Thoughts on Stateful ML, Online Learning, and Intelligent ML Model Retraining | by Kyle Gallatin

Designing scalable architecture for online and offline continuous learning systems

Ever since I read Chip Huyen’s Real-time machine learning: challenges and solutions, I’ve been thinking about the future of machine learning in production. Short feedback loops, real-time features, and stateful ML model deployments capable of learning online merit a very different sort of systems architecture that many of the stateless ML model deployments I work with today.

Me thinking ‘bout stateful ML in Cozumel, MX — Image by Author

For the past few months, I’ve had a thought of conducting informal user research, white-boarding, and doing ad-hoc development to get to the core of what a real stateful ML system might look like. For the most part, this post outlines the story of my thought process and I continue to dive into this space and uncover interesting and unique architectural challenges.

Stateful (or continuous) learning involves updating model parameters instead of retraining from scratch in order to:

Decrease training time
Save cost
Update models more frequently

Stateless versus stateful retraining — from Chip Huyen

Online learning involves learning from ground truth examples in real-time in order to:

Increase model performance and reactivity
Mitigate performance issues that would result from drift/staleness

Right now, most learning in the industry is done offline in batch.

Intelligent model retraining typically refers to automatically retraining models using some performance metric as opposed to on a set schedule in order to:

Reduce cost without sacrificing performance

Right now, most models across industries are retrained on a schedule using DAGs.

Intelligent retraining architecture from A Guide To Automated Model Retraining — by Arize AI

In a previous article, I’d tried to use foundational engineering principles in order to create a dead simple online learning architecture. My first thought — to model stateful, online learning architecture after stateful web applications. by treating the “model” as the DB (where predictions are reads and incremental training sessions are writes), I thought I might simplify the design process.

Image by Author

To a degree, I actually did! By using the online learning library River, I built a small, stateful online learning application that allowed me to update a model and serve predictions in real-time.

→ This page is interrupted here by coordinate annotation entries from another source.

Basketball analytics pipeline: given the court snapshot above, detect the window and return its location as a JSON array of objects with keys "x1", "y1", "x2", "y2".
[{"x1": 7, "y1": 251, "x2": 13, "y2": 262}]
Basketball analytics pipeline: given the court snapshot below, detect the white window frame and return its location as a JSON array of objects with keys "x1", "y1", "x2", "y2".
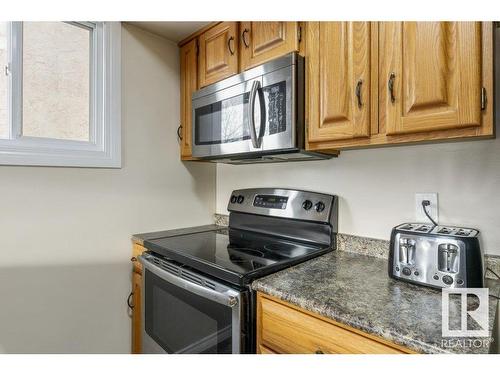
[{"x1": 0, "y1": 22, "x2": 121, "y2": 168}]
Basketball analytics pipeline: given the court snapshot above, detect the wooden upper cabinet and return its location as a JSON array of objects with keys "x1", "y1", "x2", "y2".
[
  {"x1": 198, "y1": 22, "x2": 239, "y2": 87},
  {"x1": 178, "y1": 39, "x2": 198, "y2": 159},
  {"x1": 240, "y1": 22, "x2": 299, "y2": 70},
  {"x1": 379, "y1": 22, "x2": 482, "y2": 135},
  {"x1": 306, "y1": 22, "x2": 371, "y2": 142}
]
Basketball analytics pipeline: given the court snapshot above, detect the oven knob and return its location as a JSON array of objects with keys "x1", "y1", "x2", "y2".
[
  {"x1": 314, "y1": 201, "x2": 325, "y2": 212},
  {"x1": 302, "y1": 199, "x2": 312, "y2": 211},
  {"x1": 443, "y1": 275, "x2": 453, "y2": 285}
]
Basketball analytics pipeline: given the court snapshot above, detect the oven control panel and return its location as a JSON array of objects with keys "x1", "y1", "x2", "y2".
[
  {"x1": 253, "y1": 194, "x2": 288, "y2": 210},
  {"x1": 227, "y1": 188, "x2": 338, "y2": 223}
]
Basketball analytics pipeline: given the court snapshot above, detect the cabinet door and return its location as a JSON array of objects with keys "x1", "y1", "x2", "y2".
[
  {"x1": 199, "y1": 22, "x2": 238, "y2": 87},
  {"x1": 306, "y1": 22, "x2": 371, "y2": 142},
  {"x1": 240, "y1": 22, "x2": 299, "y2": 70},
  {"x1": 179, "y1": 39, "x2": 198, "y2": 159},
  {"x1": 379, "y1": 22, "x2": 481, "y2": 135},
  {"x1": 132, "y1": 272, "x2": 142, "y2": 354}
]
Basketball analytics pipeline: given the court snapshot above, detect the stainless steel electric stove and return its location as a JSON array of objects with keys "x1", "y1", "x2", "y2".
[{"x1": 140, "y1": 188, "x2": 338, "y2": 353}]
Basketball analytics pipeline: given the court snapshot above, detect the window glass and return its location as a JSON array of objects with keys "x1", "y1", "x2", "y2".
[
  {"x1": 22, "y1": 22, "x2": 92, "y2": 141},
  {"x1": 0, "y1": 22, "x2": 9, "y2": 138}
]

Flask app that shares a model in memory across multiple workers — Image by Author

This approach was cool and fun to code — but has some fundamental issues at scale:

Doesn’t scale horizontally: We can easily share a model in the memory of a single application — but this approach doesn’t scale approach multiple pods in orchestration engines like Kubernetes
Mixes application responsibilities: I don’t know (and don’t want to be the one to find out) about the caveats of trying to support a deployment that mixes training and serving
Preemptively introduces complexity: Online learning is the most proactive type of machine learning possible, but we haven’t even validated we need it in the first place. There has to be a better place to start…

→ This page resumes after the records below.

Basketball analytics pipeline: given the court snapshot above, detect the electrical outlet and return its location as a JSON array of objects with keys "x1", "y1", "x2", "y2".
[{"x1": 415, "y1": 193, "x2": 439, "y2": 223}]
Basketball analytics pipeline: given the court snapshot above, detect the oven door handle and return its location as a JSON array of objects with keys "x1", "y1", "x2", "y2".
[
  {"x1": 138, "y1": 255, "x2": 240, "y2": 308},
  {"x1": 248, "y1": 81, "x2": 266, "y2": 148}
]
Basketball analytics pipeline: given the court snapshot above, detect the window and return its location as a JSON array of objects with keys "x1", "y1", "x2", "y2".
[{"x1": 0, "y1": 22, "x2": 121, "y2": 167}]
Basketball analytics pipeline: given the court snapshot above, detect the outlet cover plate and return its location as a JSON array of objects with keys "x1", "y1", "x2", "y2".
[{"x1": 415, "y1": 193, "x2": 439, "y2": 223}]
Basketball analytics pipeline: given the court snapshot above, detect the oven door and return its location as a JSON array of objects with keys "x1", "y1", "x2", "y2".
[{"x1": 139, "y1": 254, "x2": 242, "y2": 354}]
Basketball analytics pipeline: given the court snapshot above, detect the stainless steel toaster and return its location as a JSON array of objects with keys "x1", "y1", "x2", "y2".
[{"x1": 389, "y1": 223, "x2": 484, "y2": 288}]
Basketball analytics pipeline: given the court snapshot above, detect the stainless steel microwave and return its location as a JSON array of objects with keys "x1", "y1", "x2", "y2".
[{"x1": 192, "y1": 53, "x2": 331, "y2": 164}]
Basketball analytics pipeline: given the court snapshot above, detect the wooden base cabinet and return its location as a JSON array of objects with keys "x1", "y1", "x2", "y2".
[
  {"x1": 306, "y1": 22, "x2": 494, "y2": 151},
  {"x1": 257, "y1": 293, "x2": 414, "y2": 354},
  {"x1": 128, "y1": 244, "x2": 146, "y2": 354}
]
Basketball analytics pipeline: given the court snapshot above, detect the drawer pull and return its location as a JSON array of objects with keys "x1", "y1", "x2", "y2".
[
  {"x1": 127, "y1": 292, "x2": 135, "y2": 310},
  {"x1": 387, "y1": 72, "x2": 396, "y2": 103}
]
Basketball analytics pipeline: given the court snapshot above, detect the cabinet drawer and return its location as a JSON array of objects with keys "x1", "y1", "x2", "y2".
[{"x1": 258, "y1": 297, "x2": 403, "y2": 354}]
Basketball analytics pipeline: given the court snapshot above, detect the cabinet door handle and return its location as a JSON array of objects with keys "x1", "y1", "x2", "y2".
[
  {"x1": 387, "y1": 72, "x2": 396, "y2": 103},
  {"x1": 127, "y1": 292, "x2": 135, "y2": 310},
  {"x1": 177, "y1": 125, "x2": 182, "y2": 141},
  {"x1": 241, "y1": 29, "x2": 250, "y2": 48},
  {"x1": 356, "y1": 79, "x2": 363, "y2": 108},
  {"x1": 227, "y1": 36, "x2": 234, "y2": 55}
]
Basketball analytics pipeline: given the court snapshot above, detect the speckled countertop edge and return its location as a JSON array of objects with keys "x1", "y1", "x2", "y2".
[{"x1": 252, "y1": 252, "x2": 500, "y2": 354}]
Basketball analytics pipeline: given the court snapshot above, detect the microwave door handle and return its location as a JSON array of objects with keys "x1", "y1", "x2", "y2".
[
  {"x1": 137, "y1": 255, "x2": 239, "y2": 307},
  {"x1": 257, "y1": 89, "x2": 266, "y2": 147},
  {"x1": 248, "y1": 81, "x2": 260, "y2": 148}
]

Let’s start from an existing standard — distributed model training. It’s fairly common practice to use something like a parameter server as a centralized store while multiple workers calculate a partial/distributed gradient…or something…and reconcile the parameters after the fact.

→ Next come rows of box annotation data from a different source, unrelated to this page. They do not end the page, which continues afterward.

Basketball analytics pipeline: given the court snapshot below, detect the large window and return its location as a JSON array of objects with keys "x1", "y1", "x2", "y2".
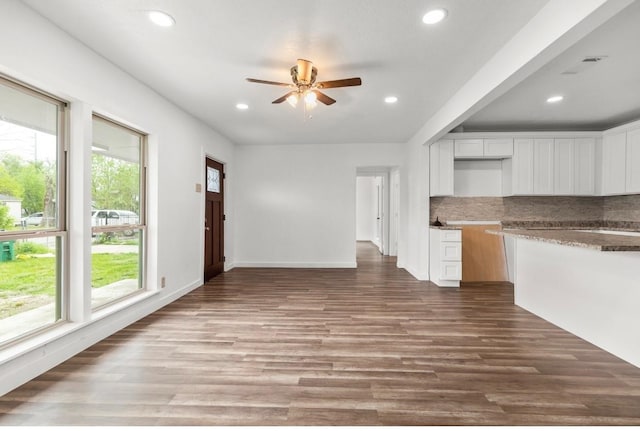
[
  {"x1": 0, "y1": 78, "x2": 67, "y2": 344},
  {"x1": 91, "y1": 116, "x2": 145, "y2": 309}
]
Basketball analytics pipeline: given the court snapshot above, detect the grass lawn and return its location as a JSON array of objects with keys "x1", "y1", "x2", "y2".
[{"x1": 0, "y1": 253, "x2": 138, "y2": 319}]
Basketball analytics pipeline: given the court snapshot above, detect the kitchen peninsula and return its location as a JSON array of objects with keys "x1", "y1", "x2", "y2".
[{"x1": 488, "y1": 229, "x2": 640, "y2": 367}]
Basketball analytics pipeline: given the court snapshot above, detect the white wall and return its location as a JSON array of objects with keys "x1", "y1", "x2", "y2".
[
  {"x1": 234, "y1": 144, "x2": 405, "y2": 267},
  {"x1": 453, "y1": 160, "x2": 502, "y2": 196},
  {"x1": 356, "y1": 177, "x2": 378, "y2": 241},
  {"x1": 0, "y1": 0, "x2": 235, "y2": 394}
]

So — I thought I’d try to this about this in the context of real-time model serving deployments, and came up with the dumbest architecture possible.

An architecture that makes no sense — Image by Author

Distributed model training is mean to speed up the training process. However, in this instance there’s no real need to be both training and serving in a distributed fashion — keeping the training decentralized introduces complexity and serves no purpose in an online training system. It makes way more sense to separate training entirely.

An architecture that makes slightly more sense — Image by Author

Great! Sort of. At this point I had to take a step back, as I was making quite a few assumptions and probably getting a bit ahead of myself:

We may not be able to get ground truth in near-real time
Continuous online training may not provide a net benefit over continuous training offline and is a premature optimization
Offline/online learning may also not be binary — and there are scenarios where we’d want/need both!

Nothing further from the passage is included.